Resource Weight Rationale
Memory 0.40 Browser instances are memory-intensive
CPU 0.30 Rendering and JavaScript execution
Disk 0.20 Snapshots and temporary files
Network 0.10 Stream bandwidth

Example Calculation

Node: worker-1
- CPU: 60% available → 0.60
- Memory: 40% available → 0.40
- Disk: 80% available → 0.80
- Network: 90% available → 0.90

Score = (0.30 × 0.60) + (0.40 × 0.40) + (0.20 × 0.80) + (0.10 × 0.90)
      = 0.18 + 0.16 + 0.16 + 0.09
      = 0.59

Placement Process

┌──────────────┐
│ API Request  │
│ Create Inst. │
└──────┬───────┘
┌──────────────┐
│   Validate   │
│   Request    │
└──────┬───────┘
┌──────────────┐     ┌──────────────┐
│  Filter      │────►│  Insufficient │
│  Candidates  │     │  Resources    │
└──────┬───────┘     └──────────────┘
┌──────────────┐
│    Score     │
│    Nodes     │
└──────┬───────┘
┌──────────────┐
│   Select     │
│  Best Node   │
└──────┬───────┘
┌──────────────┐
│   Dispatch   │
│   to Worker  │
└──────────────┘

Step 1: Filter Candidates

Eliminate nodes that cannot host the instance:

def filter_candidates(nodes, request):
    candidates = []
    for node in nodes:
        if node.status != "online":
            continue
        if node.instances_count >= node.max_instances:
            continue
        if node.available_memory < request.memory_mb:
            continue
        if node.available_cpu < request.cpu_cores:
            continue
        candidates.append(node)
    return candidates

Step 2: Score Candidates

Calculate weighted score for each candidate:

def score_node(node, weights):
    cpu_score = node.available_cpu / node.total_cpu
    mem_score = node.available_memory / node.total_memory
    disk_score = node.available_disk / node.total_disk
    net_score = node.available_network / node.total_network

    return (
        weights['cpu'] * cpu_score +
        weights['memory'] * mem_score +
        weights['disk'] * disk_score +
        weights['network'] * net_score
    )

Step 3: Select Best

Choose the node with the highest score, applying any tiebreakers:

def select_best(candidates, scores):
    # Sort by score descending
    ranked = sorted(
        zip(candidates, scores),
        key=lambda x: x[1],
        reverse=True
    )

    # Tiebreaker: prefer node with fewer instances
    best_score = ranked[0][1]
    ties = [n for n, s in ranked if s == best_score]

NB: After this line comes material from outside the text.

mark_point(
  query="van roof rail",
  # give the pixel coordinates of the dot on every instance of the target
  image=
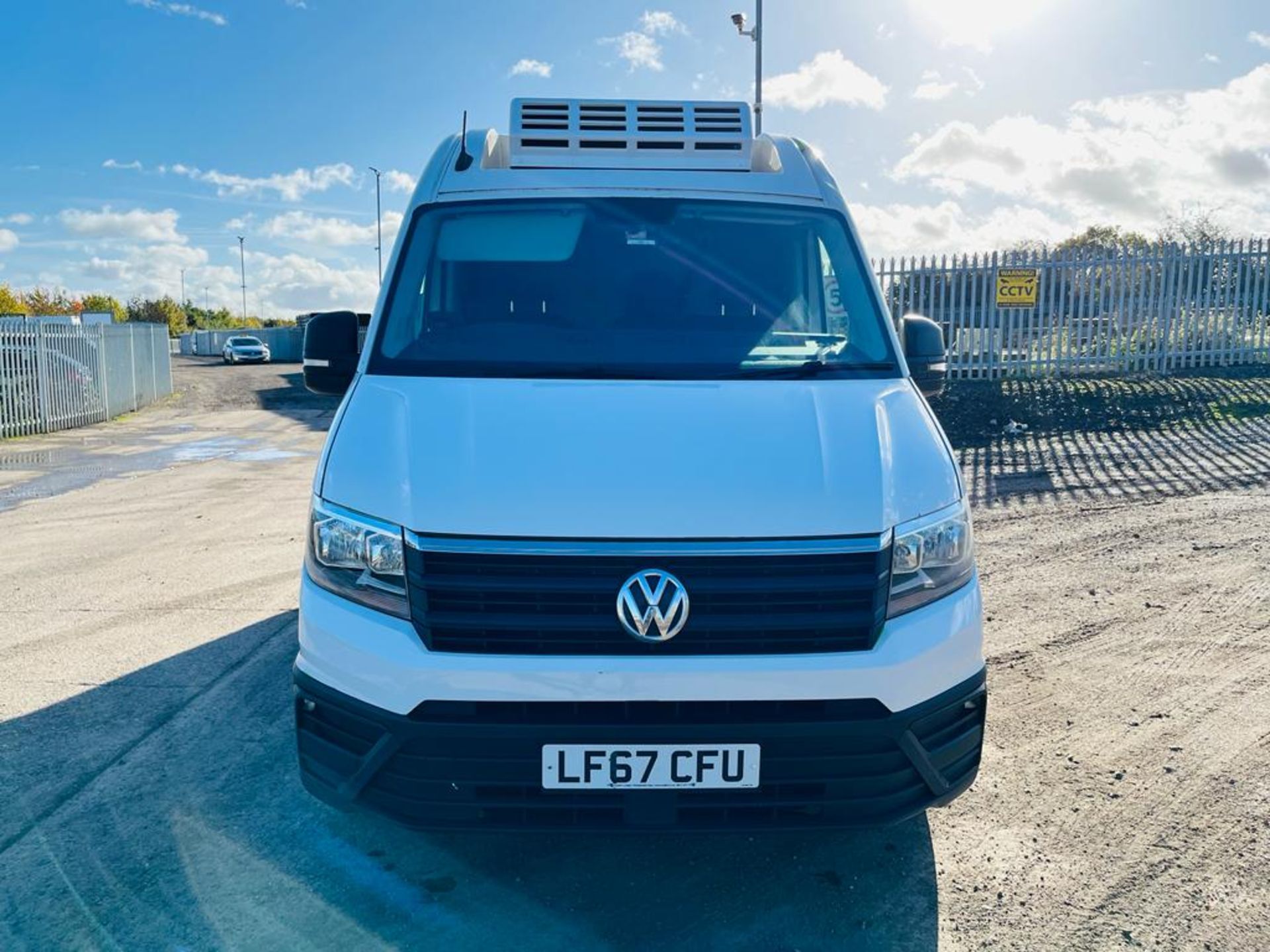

    return min(ties, key=lambda n: n.instances_count)

Affinity and Anti-Affinity

Node Affinity

Request placement on specific nodes:

machineuse-cli create --node-preference worker-1
# API
{
    "node_preference": "worker-1",
    "node_preference_strength": "required"  # or "preferred"
}

Strength levels: - required: Fail if node unavailable - preferred: Use if available, otherwise best alternative

Anti-Affinity

Spread instances across nodes:

machineuse-cli create --anti-affinity-group "web-servers"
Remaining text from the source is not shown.